How are you approaching phishing tests to make sure they really educate folks and aren't just about "tricking" employees?
Sort by:
We emulate real-world phishing campaigns and craft lures with intentional indicators and learning objectives. We then tailor the just-in-time training to educate users about the specific indicators they may have missed in the email. Finally, we assign every phish simulation a susceptibility score based on the overall complexity of the phish and measure results from the baseline.
The most important element is to have targeted and specific training provided to an employee when they "fail" a phishing test.
Red Team testing is a perfect way to test system and employees.

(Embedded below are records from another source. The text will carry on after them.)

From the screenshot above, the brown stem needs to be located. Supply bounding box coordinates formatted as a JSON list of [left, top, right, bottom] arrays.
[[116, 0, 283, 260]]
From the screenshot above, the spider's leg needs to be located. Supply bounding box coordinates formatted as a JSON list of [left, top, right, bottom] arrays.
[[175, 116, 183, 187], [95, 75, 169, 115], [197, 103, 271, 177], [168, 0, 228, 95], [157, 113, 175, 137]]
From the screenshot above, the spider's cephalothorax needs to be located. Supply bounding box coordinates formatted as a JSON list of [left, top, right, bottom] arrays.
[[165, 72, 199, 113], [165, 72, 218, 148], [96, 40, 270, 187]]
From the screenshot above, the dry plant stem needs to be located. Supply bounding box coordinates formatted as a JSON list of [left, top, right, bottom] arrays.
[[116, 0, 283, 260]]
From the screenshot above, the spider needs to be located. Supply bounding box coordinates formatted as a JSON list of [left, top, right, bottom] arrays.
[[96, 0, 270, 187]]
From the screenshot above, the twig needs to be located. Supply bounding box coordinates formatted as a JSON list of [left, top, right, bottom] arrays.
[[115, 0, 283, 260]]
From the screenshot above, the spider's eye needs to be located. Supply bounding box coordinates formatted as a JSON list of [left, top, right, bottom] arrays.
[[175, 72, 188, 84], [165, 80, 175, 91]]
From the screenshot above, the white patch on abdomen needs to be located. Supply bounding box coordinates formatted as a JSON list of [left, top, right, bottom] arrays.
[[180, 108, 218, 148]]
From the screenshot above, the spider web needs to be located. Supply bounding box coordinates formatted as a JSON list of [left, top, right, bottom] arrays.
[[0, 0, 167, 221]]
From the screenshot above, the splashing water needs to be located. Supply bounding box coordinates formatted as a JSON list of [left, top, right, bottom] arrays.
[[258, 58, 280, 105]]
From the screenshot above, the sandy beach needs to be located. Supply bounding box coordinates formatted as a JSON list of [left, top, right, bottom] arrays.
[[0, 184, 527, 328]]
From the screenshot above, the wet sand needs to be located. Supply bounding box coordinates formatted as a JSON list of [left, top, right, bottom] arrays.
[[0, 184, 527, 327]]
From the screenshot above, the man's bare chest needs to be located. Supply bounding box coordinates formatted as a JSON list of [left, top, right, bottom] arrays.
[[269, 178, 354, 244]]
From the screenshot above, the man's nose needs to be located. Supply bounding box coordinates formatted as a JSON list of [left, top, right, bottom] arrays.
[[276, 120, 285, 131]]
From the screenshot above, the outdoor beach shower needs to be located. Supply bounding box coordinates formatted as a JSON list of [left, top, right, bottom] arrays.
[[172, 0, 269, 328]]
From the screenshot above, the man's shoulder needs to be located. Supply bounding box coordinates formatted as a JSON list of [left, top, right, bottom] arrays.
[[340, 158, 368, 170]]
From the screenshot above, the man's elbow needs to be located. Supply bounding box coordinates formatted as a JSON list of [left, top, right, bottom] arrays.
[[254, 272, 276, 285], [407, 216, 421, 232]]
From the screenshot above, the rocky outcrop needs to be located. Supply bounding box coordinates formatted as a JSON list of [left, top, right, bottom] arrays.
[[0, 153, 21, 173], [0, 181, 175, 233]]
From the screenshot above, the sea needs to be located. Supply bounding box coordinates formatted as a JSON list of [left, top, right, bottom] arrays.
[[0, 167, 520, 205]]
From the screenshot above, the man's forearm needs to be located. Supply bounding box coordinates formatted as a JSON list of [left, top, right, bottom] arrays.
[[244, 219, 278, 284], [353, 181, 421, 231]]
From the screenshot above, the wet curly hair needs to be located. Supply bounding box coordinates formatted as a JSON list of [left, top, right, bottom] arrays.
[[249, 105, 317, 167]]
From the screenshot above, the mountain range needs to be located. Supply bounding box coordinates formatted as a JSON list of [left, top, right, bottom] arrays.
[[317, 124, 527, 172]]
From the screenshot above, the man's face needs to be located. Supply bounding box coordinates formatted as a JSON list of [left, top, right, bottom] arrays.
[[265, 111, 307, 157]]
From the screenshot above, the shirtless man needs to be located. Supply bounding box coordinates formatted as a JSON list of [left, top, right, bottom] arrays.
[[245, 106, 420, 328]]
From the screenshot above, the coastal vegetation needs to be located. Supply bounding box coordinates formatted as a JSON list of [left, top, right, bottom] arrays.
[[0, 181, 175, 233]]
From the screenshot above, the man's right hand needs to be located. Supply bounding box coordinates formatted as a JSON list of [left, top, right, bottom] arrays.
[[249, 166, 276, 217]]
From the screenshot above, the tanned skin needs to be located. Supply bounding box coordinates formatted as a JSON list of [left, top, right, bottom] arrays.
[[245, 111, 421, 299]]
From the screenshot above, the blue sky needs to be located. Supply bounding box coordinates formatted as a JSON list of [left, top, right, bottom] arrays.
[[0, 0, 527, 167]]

Phishing, mystery guest on the floor trying to get into local network and find hardware and connectivity risks, and real testing based on credentials from phishing.
They have to be done in a formal manner. Great new book with ideas on how to do that. By Roger Grimes, see: Fighting Phishing: Everything You Can Do to Fight Social Engineering and Phishing.
https://amzn.to/43hTyKd
Training on phishing is done prior to the test - about a week prior. The training is short and dedicated to one way of checking for phishing.
The test is to evaluate what has been retained. We rinse and repeat every 2 months with the goal to raise awareness over many months. It's a process.
We also like it when employees report the phishing tests, or real ones. Employees learn better from other employees than from something that's mandatory.